Agency people are getting pinched with procurement teams, and it trickles down to publishers: “Oh, we love this idea you proposed for $1 million. Now do it for $500,000. Or there’s nothing for you.”

Do you take the cut in margin? Where do you stand on principle vs. practicality?

Will Fatherly raise more money to fund growth?

We are running a break-even-or-better business, as we have from the start. We raised last year a bit more opportunistically. We had an opportunity to grow even more quickly, and we only raised from strategics.

BDMI gives us access to an international audience, and they have a ton of operational experience with media companies.

WPP is incredibly helpful at giving us a 30,000-foot view of the market. Their investment is largely immaterial from a campaign-by-campaign investment decision.

And [talent agency] UTA is helping with all the original programming we are developing.

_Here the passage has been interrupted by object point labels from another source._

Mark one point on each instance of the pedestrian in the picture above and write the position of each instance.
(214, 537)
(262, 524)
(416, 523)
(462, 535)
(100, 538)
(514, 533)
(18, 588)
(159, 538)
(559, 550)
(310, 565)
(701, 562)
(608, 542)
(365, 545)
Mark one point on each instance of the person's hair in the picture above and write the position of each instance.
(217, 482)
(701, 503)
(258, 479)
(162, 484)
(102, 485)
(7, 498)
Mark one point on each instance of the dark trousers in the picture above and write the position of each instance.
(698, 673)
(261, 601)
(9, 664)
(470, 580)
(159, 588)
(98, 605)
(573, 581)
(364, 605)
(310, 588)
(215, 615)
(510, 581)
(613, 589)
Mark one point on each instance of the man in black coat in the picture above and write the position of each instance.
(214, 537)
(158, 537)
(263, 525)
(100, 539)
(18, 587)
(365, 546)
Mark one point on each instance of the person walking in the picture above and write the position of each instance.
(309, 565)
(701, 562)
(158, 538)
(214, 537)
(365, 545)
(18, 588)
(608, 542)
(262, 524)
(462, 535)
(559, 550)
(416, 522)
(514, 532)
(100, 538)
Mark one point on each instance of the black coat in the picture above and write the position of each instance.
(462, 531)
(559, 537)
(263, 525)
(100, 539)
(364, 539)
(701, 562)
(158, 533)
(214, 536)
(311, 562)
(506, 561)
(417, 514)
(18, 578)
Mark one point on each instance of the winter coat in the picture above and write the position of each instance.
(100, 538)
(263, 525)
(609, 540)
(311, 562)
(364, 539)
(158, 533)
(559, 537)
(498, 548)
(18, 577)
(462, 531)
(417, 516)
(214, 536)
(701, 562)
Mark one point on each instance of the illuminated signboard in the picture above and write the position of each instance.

What kind of original programming?

We are going to launch a broader podcast network. On the existing podcast, we’ve had some celebrities with their help, and some without. We have Ken Burns to Michael Strahan to Mike Tyson – an eclectic group of people and guys who aren’t in the press talking about their experiences as parents or son.

What do you make of the podcast market?

I’m bullish on it. I see a lot more innovation in the space, and there are well-funded, VC-backed companies trying to solve problems in the podcast ecosystem, like the distribution of content, analytics, the ease of content creation or the metadata problem for podcasting.

The trend line is that listenership is going up and to the right. As a platform, podcasting tends to be a confessional medium, which lends itself to the kind of emotionally honest content that we develop.

This interview has been condensed and edited.

This post was syndicated from Ad Exchanger.